Contexto e motivação
O aumento de perfis falsos e golpes em aplicativos de namoro, impulsionado pela inteligência artificial (IA), levou o Tinder a adotar um novo sistema de verificação biométrica. Bots de IA conseguem imitar fotos, vozes e conversas com alto nível de realismo, dificultando a identificação de contas fraudulentas. Nos Estados Unidos, golpes amorosos resultaram em prejuízos superiores a US$ 1 bilhão em um único ano, segundo autoridades locais. A solução visa mitigar esses problemas e aumentar a confiança dos usuários na plataforma.
Como funciona o sistema de verificação
O Tinder firmou parceria com a World, projeto cofundado por Sam Altman, CEO da OpenAI, para implementar o escaneamento de íris. O processo envolve a captura da íris do usuário, gerando um código único chamado World ID, que comprova a autenticidade humana. A verificação pode ser feita por meio de um aplicativo ou dispositivos físicos em formato de esfera, desenvolvidos pela World. Após a validação, o perfil do usuário recebe um selo de 'prova de humanidade', e benefícios como impulsionamentos gratuitos são oferecidos como incentivo. A tecnologia também está sendo testada por outras empresas, como Zoom, Reddit e Shopify, para reduzir fraudes em suas plataformas.
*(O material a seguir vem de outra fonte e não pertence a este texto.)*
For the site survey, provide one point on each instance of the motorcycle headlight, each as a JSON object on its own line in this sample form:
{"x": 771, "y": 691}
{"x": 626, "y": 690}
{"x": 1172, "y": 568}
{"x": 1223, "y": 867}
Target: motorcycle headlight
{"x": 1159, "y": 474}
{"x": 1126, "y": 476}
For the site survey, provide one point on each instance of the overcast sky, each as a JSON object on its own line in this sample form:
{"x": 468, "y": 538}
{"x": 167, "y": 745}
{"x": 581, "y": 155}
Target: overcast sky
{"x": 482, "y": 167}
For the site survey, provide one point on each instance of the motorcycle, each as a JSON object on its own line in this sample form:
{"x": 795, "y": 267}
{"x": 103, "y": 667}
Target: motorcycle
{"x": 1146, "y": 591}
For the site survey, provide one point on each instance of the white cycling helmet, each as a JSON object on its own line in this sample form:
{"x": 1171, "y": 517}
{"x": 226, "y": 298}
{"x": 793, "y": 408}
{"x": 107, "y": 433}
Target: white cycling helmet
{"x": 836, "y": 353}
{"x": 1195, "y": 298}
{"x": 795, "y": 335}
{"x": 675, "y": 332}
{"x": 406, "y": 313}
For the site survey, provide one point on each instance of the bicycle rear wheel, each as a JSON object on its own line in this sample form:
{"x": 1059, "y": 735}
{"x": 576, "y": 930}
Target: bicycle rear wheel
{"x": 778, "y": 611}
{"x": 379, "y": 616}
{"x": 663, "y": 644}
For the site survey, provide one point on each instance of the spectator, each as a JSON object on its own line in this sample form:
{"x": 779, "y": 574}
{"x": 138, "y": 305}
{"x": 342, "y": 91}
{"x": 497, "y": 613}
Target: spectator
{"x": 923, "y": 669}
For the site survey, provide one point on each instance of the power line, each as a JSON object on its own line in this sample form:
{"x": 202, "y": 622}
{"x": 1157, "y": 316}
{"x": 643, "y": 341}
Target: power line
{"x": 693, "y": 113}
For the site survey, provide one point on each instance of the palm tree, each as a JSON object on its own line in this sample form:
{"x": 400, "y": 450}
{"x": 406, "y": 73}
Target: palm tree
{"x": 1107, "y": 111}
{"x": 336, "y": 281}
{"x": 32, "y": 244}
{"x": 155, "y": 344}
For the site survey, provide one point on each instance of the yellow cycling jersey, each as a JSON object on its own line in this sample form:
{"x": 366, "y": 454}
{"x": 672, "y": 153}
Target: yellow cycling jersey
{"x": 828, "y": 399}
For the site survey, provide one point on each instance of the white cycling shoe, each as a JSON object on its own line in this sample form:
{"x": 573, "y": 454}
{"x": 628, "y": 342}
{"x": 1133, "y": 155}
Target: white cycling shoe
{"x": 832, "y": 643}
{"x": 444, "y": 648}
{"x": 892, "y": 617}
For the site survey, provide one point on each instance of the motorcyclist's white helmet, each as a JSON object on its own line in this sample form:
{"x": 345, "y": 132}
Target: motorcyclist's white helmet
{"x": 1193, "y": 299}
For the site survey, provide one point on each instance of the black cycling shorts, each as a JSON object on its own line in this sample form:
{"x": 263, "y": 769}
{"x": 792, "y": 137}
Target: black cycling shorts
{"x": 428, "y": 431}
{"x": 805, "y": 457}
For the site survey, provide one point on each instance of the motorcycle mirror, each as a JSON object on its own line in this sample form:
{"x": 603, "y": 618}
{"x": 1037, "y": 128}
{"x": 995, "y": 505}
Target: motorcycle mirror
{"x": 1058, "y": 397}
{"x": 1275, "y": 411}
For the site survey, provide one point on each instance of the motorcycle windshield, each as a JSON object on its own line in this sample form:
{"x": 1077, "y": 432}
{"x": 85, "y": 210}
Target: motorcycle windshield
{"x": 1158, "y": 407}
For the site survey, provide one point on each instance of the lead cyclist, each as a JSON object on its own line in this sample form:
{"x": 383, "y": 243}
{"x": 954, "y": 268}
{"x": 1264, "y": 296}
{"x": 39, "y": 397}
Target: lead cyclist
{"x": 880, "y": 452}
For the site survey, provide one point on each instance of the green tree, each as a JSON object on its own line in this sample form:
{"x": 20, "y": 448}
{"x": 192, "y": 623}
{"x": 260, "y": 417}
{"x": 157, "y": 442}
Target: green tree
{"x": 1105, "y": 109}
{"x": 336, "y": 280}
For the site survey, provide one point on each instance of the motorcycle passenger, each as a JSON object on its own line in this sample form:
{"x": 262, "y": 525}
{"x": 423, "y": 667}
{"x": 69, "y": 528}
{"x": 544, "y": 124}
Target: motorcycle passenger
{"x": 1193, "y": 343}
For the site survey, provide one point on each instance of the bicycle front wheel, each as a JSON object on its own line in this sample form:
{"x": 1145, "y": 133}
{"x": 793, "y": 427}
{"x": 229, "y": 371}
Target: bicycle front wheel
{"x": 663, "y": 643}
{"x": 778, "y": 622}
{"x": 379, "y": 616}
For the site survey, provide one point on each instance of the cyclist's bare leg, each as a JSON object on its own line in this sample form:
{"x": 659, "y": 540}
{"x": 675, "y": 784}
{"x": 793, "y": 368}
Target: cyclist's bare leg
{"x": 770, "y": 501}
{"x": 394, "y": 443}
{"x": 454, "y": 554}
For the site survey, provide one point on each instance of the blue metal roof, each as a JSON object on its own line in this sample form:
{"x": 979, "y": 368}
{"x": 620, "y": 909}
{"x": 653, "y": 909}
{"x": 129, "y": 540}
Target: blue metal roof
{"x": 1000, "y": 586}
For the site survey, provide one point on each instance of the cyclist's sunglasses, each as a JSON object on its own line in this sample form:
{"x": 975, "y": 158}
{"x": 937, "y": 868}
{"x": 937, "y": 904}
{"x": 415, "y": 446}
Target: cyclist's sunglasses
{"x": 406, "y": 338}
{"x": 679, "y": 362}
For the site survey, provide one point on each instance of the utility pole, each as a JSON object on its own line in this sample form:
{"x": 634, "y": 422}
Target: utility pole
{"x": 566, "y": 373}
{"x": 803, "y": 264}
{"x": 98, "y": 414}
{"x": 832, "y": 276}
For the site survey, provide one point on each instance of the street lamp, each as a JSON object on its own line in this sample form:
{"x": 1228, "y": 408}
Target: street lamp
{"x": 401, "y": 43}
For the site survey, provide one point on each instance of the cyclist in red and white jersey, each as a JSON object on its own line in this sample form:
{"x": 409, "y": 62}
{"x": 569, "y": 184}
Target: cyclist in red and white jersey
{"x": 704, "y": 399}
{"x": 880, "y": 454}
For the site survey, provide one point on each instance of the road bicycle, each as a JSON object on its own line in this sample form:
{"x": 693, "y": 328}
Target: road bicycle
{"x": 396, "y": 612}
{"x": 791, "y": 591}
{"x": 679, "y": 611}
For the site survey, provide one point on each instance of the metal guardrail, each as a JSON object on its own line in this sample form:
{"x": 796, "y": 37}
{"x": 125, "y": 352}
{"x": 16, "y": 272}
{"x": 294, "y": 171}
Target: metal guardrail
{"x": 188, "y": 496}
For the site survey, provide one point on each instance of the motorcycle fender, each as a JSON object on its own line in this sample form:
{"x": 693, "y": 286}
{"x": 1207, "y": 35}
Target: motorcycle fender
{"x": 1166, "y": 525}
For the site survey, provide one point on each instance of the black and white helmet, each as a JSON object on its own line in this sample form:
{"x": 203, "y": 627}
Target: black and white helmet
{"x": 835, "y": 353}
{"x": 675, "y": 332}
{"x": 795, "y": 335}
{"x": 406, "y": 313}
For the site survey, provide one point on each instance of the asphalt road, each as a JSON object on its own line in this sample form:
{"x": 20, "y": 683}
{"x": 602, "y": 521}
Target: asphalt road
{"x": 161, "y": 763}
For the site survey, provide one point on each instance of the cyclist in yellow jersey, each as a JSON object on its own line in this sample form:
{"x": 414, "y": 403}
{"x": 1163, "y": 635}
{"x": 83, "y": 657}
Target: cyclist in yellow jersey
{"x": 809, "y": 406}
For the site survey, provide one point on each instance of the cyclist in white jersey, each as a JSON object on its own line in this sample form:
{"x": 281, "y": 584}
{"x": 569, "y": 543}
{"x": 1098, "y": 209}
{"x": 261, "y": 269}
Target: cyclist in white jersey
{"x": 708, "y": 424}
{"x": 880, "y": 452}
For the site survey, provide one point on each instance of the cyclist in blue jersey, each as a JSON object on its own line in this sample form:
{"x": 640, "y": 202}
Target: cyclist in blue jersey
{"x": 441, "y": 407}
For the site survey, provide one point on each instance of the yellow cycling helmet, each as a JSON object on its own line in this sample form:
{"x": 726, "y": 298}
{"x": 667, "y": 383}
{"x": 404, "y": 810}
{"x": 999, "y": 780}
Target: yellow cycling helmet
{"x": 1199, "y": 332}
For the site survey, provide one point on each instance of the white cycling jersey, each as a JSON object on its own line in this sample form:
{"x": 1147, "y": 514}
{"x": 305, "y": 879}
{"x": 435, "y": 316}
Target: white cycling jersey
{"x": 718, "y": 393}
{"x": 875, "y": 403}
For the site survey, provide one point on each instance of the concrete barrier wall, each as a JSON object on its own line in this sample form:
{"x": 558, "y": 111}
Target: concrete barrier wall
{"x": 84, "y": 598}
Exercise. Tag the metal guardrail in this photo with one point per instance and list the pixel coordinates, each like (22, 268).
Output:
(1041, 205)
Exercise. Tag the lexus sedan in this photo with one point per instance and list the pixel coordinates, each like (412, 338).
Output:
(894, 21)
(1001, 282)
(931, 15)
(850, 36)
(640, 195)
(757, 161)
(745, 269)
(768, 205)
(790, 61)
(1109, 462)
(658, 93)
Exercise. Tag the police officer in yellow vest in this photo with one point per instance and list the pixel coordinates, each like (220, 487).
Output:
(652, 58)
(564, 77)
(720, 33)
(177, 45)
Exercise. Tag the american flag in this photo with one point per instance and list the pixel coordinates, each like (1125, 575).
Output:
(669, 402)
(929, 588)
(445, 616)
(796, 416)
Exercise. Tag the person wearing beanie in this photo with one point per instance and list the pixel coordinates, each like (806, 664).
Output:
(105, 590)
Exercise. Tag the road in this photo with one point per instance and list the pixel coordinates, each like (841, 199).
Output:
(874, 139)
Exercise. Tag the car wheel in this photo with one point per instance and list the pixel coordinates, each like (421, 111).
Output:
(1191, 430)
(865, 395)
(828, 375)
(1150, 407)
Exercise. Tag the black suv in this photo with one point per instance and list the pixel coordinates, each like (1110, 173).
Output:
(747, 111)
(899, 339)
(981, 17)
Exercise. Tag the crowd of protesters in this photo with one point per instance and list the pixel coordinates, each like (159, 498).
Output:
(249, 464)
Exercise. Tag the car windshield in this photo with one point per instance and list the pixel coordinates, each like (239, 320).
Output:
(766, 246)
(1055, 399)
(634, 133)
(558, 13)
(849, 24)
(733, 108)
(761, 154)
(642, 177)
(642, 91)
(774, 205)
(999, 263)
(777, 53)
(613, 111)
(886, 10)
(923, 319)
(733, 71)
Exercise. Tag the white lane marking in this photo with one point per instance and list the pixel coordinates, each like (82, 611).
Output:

Mercados de teste e expansão futura
O sistema de escaneamento de íris está sendo testado inicialmente no Japão, com planos de expansão para outros mercados. A World, responsável pela tecnologia, busca integrar a verificação biométrica em diversas plataformas digitais, reforçando a segurança contra fraudes e perfis falsos. A iniciativa do Tinder reflete uma tendência crescente de uso de dados biométricos para autenticação, apesar das preocupações com privacidade e uso ético dessas informações.